Computational reproducibility of Jupyter notebooks from biomedical publications

Shamelessly copied from the Research Computing Teams newsletter. Relevant as Julia should help greatly with reproducibility.

Computational reproducibility of Jupyter notebooks from biomedical publications - Sheeba Samuel & Daniel Mietchen

This is a fun paper, which required a really impressive automated pipeline to do, and I think people are drawing the wrong conclusions from it.

Out of 27,271 Jupyter notebooks from 2,660 GitHub repositories associated with 3,467 publications, 22,578 notebooks were written in Python, including 15,817 that had their dependencies declared in standard requirement files and that we attempted to rerun automatically. For 10,388 of these, all declared dependencies could be installed successfully, and we reran them to assess reproducibility. Of these, 1,203 notebooks ran through without any errors, including 879 that produced results identical to those reported in the original notebook and 324 for which our results differed from the originally reported ones.

This is pretty cool! Over 22.5k notebooks from almost 3.5k papers were tested, to which, well, hats off. Super cool work.

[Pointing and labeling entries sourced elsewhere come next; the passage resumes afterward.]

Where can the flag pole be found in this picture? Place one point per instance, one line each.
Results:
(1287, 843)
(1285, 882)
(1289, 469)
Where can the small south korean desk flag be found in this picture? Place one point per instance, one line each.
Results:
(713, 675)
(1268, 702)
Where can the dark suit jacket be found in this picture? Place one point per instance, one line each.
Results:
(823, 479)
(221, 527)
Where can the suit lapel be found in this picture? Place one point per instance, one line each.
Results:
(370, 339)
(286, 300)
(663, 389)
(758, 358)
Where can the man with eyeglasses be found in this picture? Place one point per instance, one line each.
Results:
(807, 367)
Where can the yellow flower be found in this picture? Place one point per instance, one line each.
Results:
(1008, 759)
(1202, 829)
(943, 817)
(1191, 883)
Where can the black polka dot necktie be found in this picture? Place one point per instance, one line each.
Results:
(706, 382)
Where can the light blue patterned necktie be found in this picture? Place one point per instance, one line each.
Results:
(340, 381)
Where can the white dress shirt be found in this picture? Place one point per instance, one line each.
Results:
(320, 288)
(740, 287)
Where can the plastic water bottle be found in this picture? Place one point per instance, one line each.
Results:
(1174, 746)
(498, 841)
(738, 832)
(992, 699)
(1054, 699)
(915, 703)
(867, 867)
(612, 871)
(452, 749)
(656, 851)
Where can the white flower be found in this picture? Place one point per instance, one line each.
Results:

There’s a lot of focus in discussions of this work on the fact that 22.5k notebooks, only 1.2k ran. I don’t think that’s anything like the biggest problem uncovered here.

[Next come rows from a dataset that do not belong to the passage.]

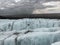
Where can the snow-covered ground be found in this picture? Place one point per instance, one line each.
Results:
(9, 7)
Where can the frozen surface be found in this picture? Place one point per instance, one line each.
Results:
(56, 43)
(39, 38)
(29, 31)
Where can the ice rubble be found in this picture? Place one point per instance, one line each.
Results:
(56, 43)
(29, 31)
(39, 38)
(23, 24)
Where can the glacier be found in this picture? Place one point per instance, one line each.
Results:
(29, 31)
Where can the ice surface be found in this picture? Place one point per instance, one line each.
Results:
(56, 43)
(52, 29)
(4, 35)
(11, 40)
(31, 31)
(39, 38)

For a one-off research paper, the purpose of publishing a notebook is not so that someone else can click “run all cells” and get the answer out. That’s a nice-to-have. It means that researchers that choose to follow up have an already-working starting point, which is awesome, but that’s an efficiency win for a specific group of people, not a win for scientific reproducibility as a whole.

There are people saying that we should have higher standards and groups who publish notebooks should put more people time into making sure the notebooks reliably run on different installs/systems/etc. That’s a mistake. For the purposes of advancing science, every person-hour that would go into doing the work of testing deployments of notebooks on a variety of systems would be better spent improving the papers’ methods section, code documentation, and making sure everything is listed in the requirements.txt, and then going on to the next project.

The primary purpose of publishing code is as a form of documentation, so that other researchers can independently reproduce the work if needed. But we know for a fact that most code lives a short, lonely existence (#11). Most published research software stops being updated very quickly (#172) because the field doesn’t need it. And trying to reimplement 255 machine learning papers showed that a clearly written paper and responsive authors were much more significant factors for independent replication than published source code (#12). If others are really interested in getting the notebook to run again, then presumably the problems will get fixed up, and the problems will be resolved. The fraction of those notebooks that will be seriously revisited, however, is tiny.

To me, the fact that 6,761 notebooks didn’t declare their dependencies is a problem because it represents insufficient documentation. That 324 notebooks ran and gave the wrong answers is a real problem, because it means there was some state somewhere which wasn’t fixed (again, an issue of documentation). That 5,429 notebooks couldn’t still have all the software installed isn’t, to me, a problem much worth fixing, nor is (necessarily) that 9,1815 notebooks installed everything but didn’t run successfully (depends on why).

Less controversially, this has been out for a while but I hadn’t noticed - Polyhedron’s plusFORT v8 is free for educational and academic research. It’s a very nice refactoring & analysis tool that even works well with pre-Fortran90 code. Most tools like VSCode or Eclipse shrug their shoulders and give up older or non-F90 Fortran code, even though that’s the stuff that generally needs the most work. If you try this, share with the community how well it works.

The value of using open-source software broadly is something like $8.8 trillion, but would “only” cost something like $4.15 billion to recreate if it didn’t exist, according to an interesting paper. That 2000x notional return on notional investment suggests the incredible leverage of open source software. Also, only 5% of projects/developers produce 95% of that value, something that would likely be seen in research software as well.


Many thanks for this interesting reference! Did the paper mention (the number of) Julia notebooks? (I understand they did only Python execution testing).

It could be interesting to do same for Julia - but somebody has got to invest time do do it …

Thankyou @jdad I did think I should write an article for Jonathan’s RCT Newsletter on how Julia helps with reproducible science.

That needs a sharp stick applied to my posterior.